31.サイレン
初めて三津が彼ら、所謂利人と同属の人間の前に現れたとき、彼女は喪服だった。
ワンピースも、対の上着も、ストッキングも、控えめなヒールも、ビーズのバッグも。
烏よりも真っ黒で、唯、結い上げられた髪に真珠が三粒ついていたけれども、露になっている見事な襟足のほうが、余程「唯一の装飾」に思えた。

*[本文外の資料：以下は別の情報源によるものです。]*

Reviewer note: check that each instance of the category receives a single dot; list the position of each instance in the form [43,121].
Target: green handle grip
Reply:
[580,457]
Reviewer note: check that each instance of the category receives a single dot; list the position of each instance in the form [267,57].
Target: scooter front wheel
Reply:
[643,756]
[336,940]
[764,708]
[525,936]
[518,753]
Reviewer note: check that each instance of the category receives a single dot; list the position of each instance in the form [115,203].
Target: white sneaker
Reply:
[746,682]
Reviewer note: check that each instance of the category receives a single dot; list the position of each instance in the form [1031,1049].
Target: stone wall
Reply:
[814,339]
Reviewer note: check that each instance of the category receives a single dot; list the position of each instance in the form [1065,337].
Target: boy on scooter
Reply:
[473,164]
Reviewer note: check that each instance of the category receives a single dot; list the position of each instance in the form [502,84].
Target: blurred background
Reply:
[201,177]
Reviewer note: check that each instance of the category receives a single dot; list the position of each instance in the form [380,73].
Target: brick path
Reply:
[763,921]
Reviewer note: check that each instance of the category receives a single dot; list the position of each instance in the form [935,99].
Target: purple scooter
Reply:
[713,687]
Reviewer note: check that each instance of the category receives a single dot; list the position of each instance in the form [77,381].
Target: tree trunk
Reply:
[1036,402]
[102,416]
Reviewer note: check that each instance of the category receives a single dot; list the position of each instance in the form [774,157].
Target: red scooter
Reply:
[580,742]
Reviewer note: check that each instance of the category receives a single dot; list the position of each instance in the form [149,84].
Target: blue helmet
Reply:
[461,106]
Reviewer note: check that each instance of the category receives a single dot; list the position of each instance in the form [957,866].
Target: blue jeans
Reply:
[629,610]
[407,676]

生真面目な顔のままでしゃんと背筋を伸ばして歩く姿は、斎場ならば模範的だ。外灯が燈った、かんっ、という音以外は一切が静まる。そうして響くのは規則正しいヒールの奏でる音のみだ。
ぴた、
揃いの様な黒尽くめの男の前で、喪服の女は立ち止まった。
「利人、」
たちまちの事だった。ほんの一言の呼びかけで、へにゃあ、っと表情を崩した。真珠の襟足までほわっと上気させるなんて、
--器用だな。
色つきのプラスチックの下で、利人に次の指示をあたえていた木内は確りと見ていた。
「三津、」
「疲れた。」
「そうか。」
軽く利人は頷くと、
「飲んでろ。」
--いつの間に?
コインを入れたのか。
ボタンを押したのか。
とにかく彼は冷えた紅茶を彼女に渡した。投げたりもせず、きちんと手の平に収まるまで、支えて。そうして、
「とりあえず、言っとく。」
この日、アスファルトで覆われた公園に居合わせてしまった数名を見渡す。誰も彼もがびきびきとぎこちなかったのは、決して木内の見間違いではないだろうし、
「俺のものだ。」
宣言の直前にサイレンが聞こえたのも、幻聴ではなかった。
よくよく喪服を着る姉妹だ……。三津のおねいちゃんはデコヒーレンス時間の千誉です。